PYTHONPATH=${SPEECHLESS_ROOT} \
torchrun --nnodes=1 --nproc_per_node=${NUM_GPUS} \
    -m speechless.finetune.finetune_dialog \
    --task_name ${TASK_NAME} \
    --run_name $(date +%Y%m%d-%H%M%S) \
    --model_name_or_path ${BASE_MODEL_PATH} \
    --output_dir ${OUTPUT_DIR} \
    --num_train_epochs ${NUM_TRAIN_EPOCHS} \
    --data_seed 10042 \
    --save_strategy ${SAVE_STRATEGY} \
    ${SAVE_TOTAL_LIMIT} \
    --evaluation_strategy steps \
    --eval_dataset_size ${EVAL_DATASET_SIZE} \
    --save_steps ${SAVE_STEPS} \
    --eval_steps ${EVAL_STEPS} \
    --warmup_steps ${WARMUP_STEPS} \
    --max_train_samples ${MAX_TRAIN_SAMPLES} \
    --max_eval_samples ${MAX_EVAL_SAMPLES} \
    --dataloader_num_workers 3 \
    --logging_strategy steps \
    --logging_steps 1 \
    --report_to tensorboard \
    --remove_unused_columns False \
    --do_train \
    --max_memory_MB ${MAX_MEMORY_MB} \
    --bits ${BITS} \
    --lora_r ${LORA_R} \
    --lora_alpha ${LORA_ALPHA} \
    --lora_dropout 0.05 \
    --lora_modules all \
    --double_quant \
    --quant_type nf4 \
    --bf16 \
    --sliding_window ${SLIDING_WINDOW} \
    --rope_theta ${ROPE_THETA} \
    --dataset ${DATASET} \
    --dataset_format ${DATASET_FORMAT} \
    --max_new_tokens ${MODEL_MAX_LENGTH} \
    --model_max_len ${MODEL_MAX_LENGTH} \
    --per_device_train_batch_size ${PER_DEVICE_TRAIN_BATCH_SIZE} \
    --gradient_accumulation_steps ${GRADIENT_ACCUMULATION_STEPS} \
    --per_device_eval_batch_size 1 \
    --learning_rate ${LEARNING_RATE} \
    --lr_scheduler_type ${LR_SCHEDULER_TYPE} \
    --weight_decay 0.0 \
    --seed 10042 \
    --optim paged_adamw_8bit \
    --gradient_checkpointing True \
    --group_by_length ${GROUP_BY_LENGTH} \
    --ddp_find_unused_parameters False \
    --force_remove_overlength_samples False \
    --flash_attention True

speechless.quant

Speechless currently supports GGUF quantification, including the following types: q4_k_m, q5_k_m, q8_0.

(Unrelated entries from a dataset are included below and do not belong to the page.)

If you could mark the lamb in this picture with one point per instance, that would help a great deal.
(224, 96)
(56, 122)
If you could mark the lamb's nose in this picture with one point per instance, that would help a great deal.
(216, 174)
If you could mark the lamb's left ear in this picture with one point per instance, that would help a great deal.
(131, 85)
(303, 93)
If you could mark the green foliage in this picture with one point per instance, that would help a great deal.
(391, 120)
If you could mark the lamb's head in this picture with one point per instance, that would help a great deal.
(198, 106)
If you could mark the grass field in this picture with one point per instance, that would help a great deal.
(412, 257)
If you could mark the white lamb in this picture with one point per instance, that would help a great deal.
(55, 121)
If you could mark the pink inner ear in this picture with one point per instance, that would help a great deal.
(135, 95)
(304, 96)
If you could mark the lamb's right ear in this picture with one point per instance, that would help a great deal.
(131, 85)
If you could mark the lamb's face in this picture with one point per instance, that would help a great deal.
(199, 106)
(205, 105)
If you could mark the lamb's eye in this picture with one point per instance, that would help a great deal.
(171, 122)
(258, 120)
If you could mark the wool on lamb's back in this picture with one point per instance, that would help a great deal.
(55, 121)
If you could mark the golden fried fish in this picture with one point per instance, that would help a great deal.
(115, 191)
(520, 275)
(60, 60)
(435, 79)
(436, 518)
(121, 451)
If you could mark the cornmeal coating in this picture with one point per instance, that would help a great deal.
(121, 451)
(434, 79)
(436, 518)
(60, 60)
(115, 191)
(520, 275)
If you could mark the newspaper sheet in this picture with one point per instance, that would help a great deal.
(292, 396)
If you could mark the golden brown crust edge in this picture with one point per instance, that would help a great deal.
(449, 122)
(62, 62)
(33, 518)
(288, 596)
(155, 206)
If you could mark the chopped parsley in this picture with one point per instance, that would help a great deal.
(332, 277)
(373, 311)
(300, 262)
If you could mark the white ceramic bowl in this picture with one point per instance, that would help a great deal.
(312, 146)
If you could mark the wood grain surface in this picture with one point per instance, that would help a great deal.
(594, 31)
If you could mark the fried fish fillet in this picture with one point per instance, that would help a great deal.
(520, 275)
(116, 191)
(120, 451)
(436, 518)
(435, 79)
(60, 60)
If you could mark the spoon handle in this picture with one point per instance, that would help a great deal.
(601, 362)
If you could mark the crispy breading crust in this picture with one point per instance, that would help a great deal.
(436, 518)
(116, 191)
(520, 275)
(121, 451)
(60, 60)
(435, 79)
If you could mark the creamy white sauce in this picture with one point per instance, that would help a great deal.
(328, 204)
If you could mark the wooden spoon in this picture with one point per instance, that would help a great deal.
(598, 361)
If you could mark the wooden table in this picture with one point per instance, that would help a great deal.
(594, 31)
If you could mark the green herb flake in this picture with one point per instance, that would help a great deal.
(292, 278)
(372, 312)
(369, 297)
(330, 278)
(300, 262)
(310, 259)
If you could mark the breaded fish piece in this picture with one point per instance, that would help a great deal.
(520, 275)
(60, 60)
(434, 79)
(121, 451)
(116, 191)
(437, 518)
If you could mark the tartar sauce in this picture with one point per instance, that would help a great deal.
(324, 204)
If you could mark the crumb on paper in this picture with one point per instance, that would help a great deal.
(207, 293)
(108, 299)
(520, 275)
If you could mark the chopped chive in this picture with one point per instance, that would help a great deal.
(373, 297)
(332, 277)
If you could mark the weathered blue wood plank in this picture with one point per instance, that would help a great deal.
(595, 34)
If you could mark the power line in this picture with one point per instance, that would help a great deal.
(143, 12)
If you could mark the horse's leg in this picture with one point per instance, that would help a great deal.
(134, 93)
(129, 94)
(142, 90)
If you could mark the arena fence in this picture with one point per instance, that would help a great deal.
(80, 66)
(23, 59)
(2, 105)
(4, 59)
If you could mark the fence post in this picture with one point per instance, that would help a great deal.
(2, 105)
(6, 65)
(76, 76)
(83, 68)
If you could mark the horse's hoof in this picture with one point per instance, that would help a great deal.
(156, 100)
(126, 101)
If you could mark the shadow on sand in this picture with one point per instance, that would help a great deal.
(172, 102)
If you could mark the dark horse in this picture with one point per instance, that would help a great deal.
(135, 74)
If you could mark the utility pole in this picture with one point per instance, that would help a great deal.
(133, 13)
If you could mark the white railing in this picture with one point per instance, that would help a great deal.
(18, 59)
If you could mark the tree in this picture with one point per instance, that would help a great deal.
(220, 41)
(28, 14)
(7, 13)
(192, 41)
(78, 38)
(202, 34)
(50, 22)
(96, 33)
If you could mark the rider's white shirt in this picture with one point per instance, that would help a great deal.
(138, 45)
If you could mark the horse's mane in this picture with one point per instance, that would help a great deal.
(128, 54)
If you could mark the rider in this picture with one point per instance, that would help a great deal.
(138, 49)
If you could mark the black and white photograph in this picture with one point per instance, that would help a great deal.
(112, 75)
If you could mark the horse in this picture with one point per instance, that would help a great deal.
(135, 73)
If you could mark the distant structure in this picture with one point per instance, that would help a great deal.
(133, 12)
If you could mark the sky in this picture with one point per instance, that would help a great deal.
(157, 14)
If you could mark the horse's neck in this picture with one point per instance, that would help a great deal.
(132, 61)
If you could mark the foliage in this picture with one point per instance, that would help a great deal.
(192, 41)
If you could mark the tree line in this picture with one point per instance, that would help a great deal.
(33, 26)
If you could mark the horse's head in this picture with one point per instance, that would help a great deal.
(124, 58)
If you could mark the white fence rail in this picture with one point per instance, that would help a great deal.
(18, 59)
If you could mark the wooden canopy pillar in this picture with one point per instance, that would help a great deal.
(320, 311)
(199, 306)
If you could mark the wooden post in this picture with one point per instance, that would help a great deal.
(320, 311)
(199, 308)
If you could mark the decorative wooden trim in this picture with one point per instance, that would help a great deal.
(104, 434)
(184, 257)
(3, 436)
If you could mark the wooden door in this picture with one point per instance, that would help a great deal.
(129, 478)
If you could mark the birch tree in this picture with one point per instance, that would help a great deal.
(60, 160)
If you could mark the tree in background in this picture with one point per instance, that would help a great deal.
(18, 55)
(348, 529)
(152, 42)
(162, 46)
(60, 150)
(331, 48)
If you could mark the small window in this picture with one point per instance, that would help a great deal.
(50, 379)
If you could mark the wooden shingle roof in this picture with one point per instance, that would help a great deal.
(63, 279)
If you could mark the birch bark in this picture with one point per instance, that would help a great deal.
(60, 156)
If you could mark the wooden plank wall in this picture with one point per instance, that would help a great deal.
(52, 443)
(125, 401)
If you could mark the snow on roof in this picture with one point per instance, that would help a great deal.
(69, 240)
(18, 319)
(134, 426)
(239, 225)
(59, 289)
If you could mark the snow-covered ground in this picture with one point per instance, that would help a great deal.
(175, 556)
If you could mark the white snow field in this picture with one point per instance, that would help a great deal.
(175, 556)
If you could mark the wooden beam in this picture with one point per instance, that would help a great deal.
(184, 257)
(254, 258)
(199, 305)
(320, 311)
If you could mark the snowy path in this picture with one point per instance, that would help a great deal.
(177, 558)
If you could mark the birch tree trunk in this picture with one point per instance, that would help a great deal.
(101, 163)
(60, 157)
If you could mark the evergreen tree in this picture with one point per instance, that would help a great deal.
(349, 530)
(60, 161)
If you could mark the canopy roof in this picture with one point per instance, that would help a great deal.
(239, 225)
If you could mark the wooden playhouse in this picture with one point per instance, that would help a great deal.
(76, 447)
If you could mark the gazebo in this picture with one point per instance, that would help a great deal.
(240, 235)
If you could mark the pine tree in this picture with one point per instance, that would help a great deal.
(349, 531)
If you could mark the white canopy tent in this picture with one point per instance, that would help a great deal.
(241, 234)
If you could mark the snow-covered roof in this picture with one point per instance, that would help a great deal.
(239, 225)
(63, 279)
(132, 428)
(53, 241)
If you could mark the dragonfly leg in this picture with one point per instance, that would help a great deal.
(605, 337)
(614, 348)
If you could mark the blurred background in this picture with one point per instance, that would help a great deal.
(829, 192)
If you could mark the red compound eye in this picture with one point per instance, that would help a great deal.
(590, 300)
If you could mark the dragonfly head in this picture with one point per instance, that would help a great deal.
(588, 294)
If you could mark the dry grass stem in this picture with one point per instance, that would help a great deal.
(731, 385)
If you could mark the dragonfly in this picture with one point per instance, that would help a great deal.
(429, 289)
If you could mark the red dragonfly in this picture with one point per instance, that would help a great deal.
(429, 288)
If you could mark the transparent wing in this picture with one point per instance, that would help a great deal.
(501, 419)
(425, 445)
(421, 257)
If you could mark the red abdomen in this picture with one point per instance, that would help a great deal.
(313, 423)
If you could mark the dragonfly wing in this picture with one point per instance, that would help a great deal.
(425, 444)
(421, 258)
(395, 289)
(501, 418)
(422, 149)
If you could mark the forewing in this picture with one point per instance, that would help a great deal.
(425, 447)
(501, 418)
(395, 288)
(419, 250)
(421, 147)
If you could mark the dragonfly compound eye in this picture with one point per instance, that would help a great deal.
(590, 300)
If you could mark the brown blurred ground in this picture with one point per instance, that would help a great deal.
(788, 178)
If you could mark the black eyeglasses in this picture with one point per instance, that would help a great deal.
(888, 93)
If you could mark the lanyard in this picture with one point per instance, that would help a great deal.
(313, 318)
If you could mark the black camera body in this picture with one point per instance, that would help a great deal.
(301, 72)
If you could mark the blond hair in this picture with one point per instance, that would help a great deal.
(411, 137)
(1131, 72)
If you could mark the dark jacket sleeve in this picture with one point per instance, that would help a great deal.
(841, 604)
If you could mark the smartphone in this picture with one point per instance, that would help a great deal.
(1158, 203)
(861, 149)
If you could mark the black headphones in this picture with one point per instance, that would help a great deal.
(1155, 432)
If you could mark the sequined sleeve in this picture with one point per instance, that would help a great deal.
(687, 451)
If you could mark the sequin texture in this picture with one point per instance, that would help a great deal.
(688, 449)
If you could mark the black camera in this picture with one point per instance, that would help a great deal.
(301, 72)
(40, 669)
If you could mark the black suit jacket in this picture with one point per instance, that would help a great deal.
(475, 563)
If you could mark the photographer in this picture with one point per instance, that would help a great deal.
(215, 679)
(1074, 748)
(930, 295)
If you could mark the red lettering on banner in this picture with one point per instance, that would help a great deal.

# quant_type: q4_km/q5_km/q8_0
python -m speechless.quant llamacpp --model_path path/to/hf/model --llamacpp_quant_type <quant_type>

speechless.infer

Ollama is used as default backend, and litellm is used as default frontend api.

The unified classic application paradigm is to use the unified OpenAI API access interface, and the backend defaults to using the GGUF Q4_K_M quantization model.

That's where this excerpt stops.